The Dirty Little Secret
reality
It is a myth that the high foreclosure rate is the result of interest rate resets. True, there is a coming tsunami of Options ARMS that will reach their maximum negative amortization, but it is not here yet. Early evidence suggests that somewhere between 40% and 50% will default immediately. But the real problem remains fraud, fraud and more fraud. First in subprime, now in Alt-A.
Buyers — many with Latino surnames — bought homes in new subdivisions in Watsonville for $600,000 to $700,000 with loans that didn’t require proof of income. In the industry, they were known as “no documentation loans.” Biancalana called them “don’t ask-don’t tell loans.”
Emilio Martinez, a private investigator running for City Council in Watsonville, said many Latino borrowers came to him claiming they had been cheated by their mortgage brokers.
But in reviewing the documents, he found that in a majority of cases, the incomes of the borrowers had been inflated to qualify for the loan. One example: a couple employed at a sandwich shop earning $35,360 bought a $628,000 home with 100 percent financing and no down payment.
It is interesting to me that the US, with its extreme religiosity, shows dishonesty on such a massive scale. Lenders are doing everything in their power to avoid recognizing this problem because it is a political and public relations disaster. Also, in many cases, the lenders were guilty of at least turning a blind eye. Although some went even further. Remember the art department? It should be no surprise that extending even more credit to allow borrowers to bring their payments current just puts off the problem.

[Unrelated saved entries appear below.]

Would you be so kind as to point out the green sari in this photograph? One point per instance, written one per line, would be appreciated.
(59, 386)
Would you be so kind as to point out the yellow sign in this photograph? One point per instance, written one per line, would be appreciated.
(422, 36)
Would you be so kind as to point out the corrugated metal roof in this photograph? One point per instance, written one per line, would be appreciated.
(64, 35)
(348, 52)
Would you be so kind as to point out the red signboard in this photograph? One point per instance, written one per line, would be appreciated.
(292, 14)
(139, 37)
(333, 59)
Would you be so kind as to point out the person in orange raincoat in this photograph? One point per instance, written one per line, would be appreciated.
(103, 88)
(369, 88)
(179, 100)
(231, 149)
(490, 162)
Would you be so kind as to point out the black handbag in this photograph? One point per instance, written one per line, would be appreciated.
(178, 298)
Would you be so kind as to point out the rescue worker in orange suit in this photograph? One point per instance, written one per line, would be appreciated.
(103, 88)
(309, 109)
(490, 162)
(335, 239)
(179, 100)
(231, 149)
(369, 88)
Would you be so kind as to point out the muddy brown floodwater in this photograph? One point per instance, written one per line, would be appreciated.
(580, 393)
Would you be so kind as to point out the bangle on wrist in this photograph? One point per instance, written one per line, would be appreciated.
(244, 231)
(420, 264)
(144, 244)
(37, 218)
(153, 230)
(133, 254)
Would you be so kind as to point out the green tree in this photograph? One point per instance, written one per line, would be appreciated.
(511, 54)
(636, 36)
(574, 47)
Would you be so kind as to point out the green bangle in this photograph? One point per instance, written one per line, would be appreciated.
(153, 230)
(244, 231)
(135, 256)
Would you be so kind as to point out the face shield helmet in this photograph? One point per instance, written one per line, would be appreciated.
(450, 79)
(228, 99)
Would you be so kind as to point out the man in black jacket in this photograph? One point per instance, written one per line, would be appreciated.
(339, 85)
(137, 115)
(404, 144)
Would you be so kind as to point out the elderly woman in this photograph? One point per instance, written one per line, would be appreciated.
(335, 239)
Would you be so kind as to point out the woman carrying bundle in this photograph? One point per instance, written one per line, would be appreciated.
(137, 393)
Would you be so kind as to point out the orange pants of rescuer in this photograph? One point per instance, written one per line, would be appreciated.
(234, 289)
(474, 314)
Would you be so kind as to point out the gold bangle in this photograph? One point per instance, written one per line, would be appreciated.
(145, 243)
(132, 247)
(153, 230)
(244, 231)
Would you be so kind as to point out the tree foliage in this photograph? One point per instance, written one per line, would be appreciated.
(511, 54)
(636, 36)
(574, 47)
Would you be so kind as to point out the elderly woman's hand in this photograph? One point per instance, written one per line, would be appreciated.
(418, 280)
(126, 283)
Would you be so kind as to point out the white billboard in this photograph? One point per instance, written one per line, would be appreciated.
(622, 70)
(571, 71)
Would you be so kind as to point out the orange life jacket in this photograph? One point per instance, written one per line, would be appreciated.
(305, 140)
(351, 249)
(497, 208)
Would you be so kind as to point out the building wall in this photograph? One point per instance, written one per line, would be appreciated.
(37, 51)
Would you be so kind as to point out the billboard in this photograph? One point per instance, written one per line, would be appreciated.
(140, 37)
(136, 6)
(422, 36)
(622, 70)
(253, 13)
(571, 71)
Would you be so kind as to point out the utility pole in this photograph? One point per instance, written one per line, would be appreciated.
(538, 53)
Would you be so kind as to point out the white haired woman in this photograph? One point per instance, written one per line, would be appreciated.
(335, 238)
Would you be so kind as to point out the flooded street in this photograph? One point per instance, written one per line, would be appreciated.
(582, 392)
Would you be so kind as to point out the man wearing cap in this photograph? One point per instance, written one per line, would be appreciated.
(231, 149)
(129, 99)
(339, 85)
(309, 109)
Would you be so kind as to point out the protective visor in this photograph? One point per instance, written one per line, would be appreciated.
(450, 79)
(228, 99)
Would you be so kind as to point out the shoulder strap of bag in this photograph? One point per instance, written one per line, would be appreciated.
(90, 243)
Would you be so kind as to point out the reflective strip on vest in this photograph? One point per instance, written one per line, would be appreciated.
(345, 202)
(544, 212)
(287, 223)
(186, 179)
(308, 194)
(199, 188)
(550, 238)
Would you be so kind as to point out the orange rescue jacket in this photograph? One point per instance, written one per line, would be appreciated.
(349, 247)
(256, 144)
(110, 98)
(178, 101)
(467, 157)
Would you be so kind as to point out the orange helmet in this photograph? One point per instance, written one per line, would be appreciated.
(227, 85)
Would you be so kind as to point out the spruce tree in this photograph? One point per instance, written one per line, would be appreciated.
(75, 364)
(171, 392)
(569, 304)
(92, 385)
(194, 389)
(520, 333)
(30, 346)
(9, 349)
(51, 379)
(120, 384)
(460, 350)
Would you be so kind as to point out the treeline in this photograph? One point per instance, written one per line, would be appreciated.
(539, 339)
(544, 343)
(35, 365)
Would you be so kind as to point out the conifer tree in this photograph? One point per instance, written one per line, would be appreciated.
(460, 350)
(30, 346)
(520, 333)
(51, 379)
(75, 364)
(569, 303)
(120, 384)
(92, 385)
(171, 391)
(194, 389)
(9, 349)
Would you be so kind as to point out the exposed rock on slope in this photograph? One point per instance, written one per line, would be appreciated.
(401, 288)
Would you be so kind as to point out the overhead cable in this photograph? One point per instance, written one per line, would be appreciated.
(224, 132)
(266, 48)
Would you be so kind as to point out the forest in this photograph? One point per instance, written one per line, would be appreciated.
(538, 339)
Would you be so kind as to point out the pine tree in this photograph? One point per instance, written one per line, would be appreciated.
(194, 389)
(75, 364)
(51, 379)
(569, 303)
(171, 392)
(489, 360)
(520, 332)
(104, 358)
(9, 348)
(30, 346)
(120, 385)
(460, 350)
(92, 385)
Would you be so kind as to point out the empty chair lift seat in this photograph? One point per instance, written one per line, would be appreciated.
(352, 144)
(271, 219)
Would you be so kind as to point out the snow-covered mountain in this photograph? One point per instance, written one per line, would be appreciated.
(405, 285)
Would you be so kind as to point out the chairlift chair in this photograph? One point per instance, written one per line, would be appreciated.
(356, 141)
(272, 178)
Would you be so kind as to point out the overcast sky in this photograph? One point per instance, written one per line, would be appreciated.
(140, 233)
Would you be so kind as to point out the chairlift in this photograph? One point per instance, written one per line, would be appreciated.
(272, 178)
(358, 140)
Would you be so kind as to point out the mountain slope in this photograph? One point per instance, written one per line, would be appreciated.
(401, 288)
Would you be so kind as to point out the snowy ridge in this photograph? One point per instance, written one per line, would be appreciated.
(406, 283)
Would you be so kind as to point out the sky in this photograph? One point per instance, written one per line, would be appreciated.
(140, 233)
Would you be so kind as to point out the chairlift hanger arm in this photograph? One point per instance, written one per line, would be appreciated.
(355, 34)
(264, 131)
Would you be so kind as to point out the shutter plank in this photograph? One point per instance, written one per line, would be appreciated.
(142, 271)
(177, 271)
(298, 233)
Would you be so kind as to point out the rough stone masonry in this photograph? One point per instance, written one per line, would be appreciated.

Posted in Government, Manias, Real Estate, Rogues and Rascals |
August 11th, 2008 at 11:01 am
Good post, as is often case. A friend of a friend was in a retail office at one of the national banks in one of the bubble regions. This person freely described their job (done as the higher ups requested) as “making loans to Mexicans that they can’t pay off”. Some so-called “Conservatives” bemoan regulation and government meddling in the economy, but much of our current problems come from failure to simply enforce widely accepted laws. There really is a middle way with this stuff, between massive intervention and economic anarchy, it’s called enforcement.